With respect to Carrie's goal to earn and online Social Work Administration master's degree, exploration of her readiness to start and the effect of stress versus the stress relieving enjoyment of studying will be examined. It does not appear that education has triggered relapse in the past, but this issue still warrants exploration and setting up coping strategies.

Since Carrie has never served in the military and has not experienced legal issues for many years, these areas of treatment are deferred.

Carrie identified her religious faith creating a positive outlook, limiting her social circle to "safe" and trusted individuals including a few close friends, 12 step sponsors and her church family as supports in her recovery. She identified a tendency to be "attracted to bad people" and lack of power over addiction with any use at all as addiction triggers that may or may not be se t off at work. Carrie was open to identifying triggers and using behavioral methods to dampen or eliminate them.

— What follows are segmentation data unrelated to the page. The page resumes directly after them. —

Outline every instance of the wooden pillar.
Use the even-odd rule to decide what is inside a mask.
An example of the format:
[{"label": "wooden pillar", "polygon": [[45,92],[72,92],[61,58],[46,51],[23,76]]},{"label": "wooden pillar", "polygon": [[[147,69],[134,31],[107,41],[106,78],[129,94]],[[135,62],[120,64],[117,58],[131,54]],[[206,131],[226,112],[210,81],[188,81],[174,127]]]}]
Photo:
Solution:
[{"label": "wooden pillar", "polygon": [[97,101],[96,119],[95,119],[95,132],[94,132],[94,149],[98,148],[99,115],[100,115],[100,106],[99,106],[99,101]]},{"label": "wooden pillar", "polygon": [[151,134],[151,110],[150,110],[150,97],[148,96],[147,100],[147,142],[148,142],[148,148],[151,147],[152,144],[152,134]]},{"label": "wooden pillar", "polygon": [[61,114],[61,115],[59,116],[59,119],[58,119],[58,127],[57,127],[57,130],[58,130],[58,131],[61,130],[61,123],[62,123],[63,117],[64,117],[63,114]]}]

I believe that Carrie's treatment prognosis is excellent. She is a professional substance abuse counselor, very educated and aware of the components of treatment. She was sober for 16 years before this relapse and comes to the program immediately following a four day relapse binge. Carrie is strongly motivated for change, has a deeply held personal faith and a drug-free church family for help, and attends 12 step programs daily. Given her quick action, insight, and willingness to participate in treatment, it seems likely that intensive outpatient therapy will resolve the issues surrounding this brief relapse. If the need emerges for more intensive treatment, Carrie is eligible for our residential treatment program.